A second step is identifying peaks corresponding to high coherence on the slowness-time plane. Peaks are identified by sweeping the plane with a peak mask. The peak mask is a parallelogram having a slope that corresponds to the transmitter-receiver spacing. A peak is defined as a maximum within the mask region. For each peak, five variables are recorded: the slowness coordinate p, the time coordinate τ, the semblance ρ(τ,p), the coherent energy (the numerator of Equation 1), and the total energy (the denominator of Equation 1).
Peaks in coherence values signify coherent arrivals in the waveforms. For each depth, a contour plot of coherence as a function of slowness and time, referred to the slowness-time plane, can be made. Classification occurs when the slowness and arrival time at each coherence peak are compared with the propagation characteristics expected of the arrivals being sought and the ones that best agree with these characteristics are retained.
A “track” is defined by a Sequence of measurements over depth and “tracking” involved associating measurements made at one depth with measurements made at other depths. Typically in prior art methods the slowness and arrival time at each coherence peak arc compared with the propagation characteristics of the expected arrivals and classified as to type of arrival and “labeled” or “tacked” as corresponding to compressional (P-wave), shear (S-wave) or Stoneley waveform arrivals. Thus classified, the arrivals produce a continuous log of slowness versus depth, referred to as a “track”, a sequence of measurements composed of peaks identified as belonging to the same arrival as shown in FIG. 2. Referring to FIG. 2, peak 20 is classified as a compressional arrival and peak 22 is classified as a shear arrival and the classified peaks are joined to other arrivals of the same waveform in a slowness versus depth log. In prior art methods, the tracking composed two distinct steps 1) joining the peaks corresponding to the same waveform arrival in the track-search step to compose a “track”, and 2) identifying the tracks by a name through classification of the tracks. In these methods, individual peaks required classification independent of the tracks.
Correct tracking of the peaks is a difficult process for a number of reasons. Some of the peaks may correspond to spatial aliases rather than the arrival of real waveforms. Some of the peaks may actually be two peaks close together. In general, a shortcoming with prior art methods for tracking is that small changes in sonic waveform data can cause large differences in the final classification.

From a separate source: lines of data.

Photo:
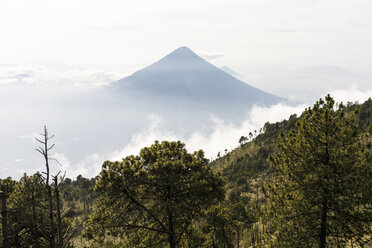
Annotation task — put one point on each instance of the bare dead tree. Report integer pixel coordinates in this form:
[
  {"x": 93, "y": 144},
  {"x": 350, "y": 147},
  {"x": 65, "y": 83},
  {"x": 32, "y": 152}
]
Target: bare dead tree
[
  {"x": 4, "y": 219},
  {"x": 63, "y": 238},
  {"x": 43, "y": 150},
  {"x": 58, "y": 202}
]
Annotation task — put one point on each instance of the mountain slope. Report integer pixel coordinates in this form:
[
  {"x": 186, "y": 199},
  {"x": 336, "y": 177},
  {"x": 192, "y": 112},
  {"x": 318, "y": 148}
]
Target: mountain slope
[{"x": 184, "y": 75}]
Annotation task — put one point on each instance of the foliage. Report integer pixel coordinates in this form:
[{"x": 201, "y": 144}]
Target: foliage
[
  {"x": 152, "y": 199},
  {"x": 321, "y": 194}
]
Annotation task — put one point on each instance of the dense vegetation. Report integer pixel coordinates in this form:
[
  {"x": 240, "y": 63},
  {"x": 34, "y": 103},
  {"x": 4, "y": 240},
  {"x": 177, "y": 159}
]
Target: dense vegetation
[{"x": 301, "y": 182}]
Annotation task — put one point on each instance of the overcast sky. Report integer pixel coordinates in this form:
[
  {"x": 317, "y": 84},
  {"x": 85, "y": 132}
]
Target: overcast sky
[{"x": 125, "y": 35}]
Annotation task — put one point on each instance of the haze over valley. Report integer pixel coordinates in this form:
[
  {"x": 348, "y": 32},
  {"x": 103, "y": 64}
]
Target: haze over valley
[{"x": 98, "y": 116}]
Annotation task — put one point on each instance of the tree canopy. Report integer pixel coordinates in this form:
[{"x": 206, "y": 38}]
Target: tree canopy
[
  {"x": 152, "y": 199},
  {"x": 321, "y": 193}
]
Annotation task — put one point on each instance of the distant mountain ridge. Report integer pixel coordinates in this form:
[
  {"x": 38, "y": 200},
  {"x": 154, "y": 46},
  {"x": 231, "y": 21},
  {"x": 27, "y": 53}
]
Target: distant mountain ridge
[{"x": 182, "y": 74}]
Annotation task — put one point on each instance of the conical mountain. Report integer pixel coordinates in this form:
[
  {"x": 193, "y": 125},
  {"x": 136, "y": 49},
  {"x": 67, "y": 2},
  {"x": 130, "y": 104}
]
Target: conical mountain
[{"x": 183, "y": 74}]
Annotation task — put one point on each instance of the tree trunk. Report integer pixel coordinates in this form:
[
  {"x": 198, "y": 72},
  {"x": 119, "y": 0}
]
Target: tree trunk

In a classification method referred to as local classification and described in U.S. patent application Ser. No. 09/591,405 (hereinafter '405), the peaks are classified by referring to only two levels, the current level and the previous level. This local classification of peaks of the tracks is independent of other non-adjacent peaks. Such a classification, because of the limits of the Bayesian algorithm used, does not classify the whole track but just the adjacent peaks of the track at any particular time. These classified peaks are used to generate a track and the track classified based on the classification of the peaks from which it is composed. The '405 method has the advantage of allowing classification to follow the usual data flow of the Integrated Slowness Determination Process (ISDP) processing and is applicable to well site implementation. Nevertheless in some situations local classification is not robust enough nor can defects like jumps between two tracks corresponding to different arrivals or splices on the final log be avoided. There are situations in which a different means of classification is desirable.